I can still visualize the heartbreak in his eyes from that day in my head clearly. Just how much it hurt and broke him when he heard me say those things. I wanted to take it back more than I've ever wanted to take back something I've ever said before, but I knew the damage had been done and that I wouldn't have had the balls to do or say anything in front of Eunwoo and Minho.

"You're really willing to let him go and give up on him, huh? You think you're gonna be able to stand watching someone else loving him the way you want to, huh? Holding his hand and hugging him and kissing him, when that's all you've wanted for how many years now? And you think you're gonna be able to stand that and be okay with it?" Jin challenges. I glare over at him before rolling my eyes.

"I saw him out with that Park Jimin kid last Sunday evening. They were holding hands while walking down the sidewalk, probably on a date or something." I mumble coldly.

"Yeah? And how'd that make you feel, huh? Makes you wanna sit back and give up? Is that what it makes you feel?" Jin continues.

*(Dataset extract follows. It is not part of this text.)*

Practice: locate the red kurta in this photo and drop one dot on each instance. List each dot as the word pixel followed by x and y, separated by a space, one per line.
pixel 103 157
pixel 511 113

"Fuck off, okay?! I fucked up big time this time, alright?! I know I fucked up! I know I'll never be able to stand the sight of someone else loving him! I know I'll never be able to stand watching him fall in love with someone else! With anyone that isn't me! I don't ducking deserve him though! All I've done in the last however fucking many years is hurt him! The least I can do is fucking let him be happy for one goddamn time!" I shout, tossing my cigarette out.

"Yeah?! If it fucking bothers you so damn much, then go the fuck after him! I'm still telling you that he fucking loves you! You need to get your fucking shit together and go after him! Yeah you fucked up, but you can fucking fix it you dumbass! Quit giving the fuck up the way your father always did if he pissed you off doing that shit!"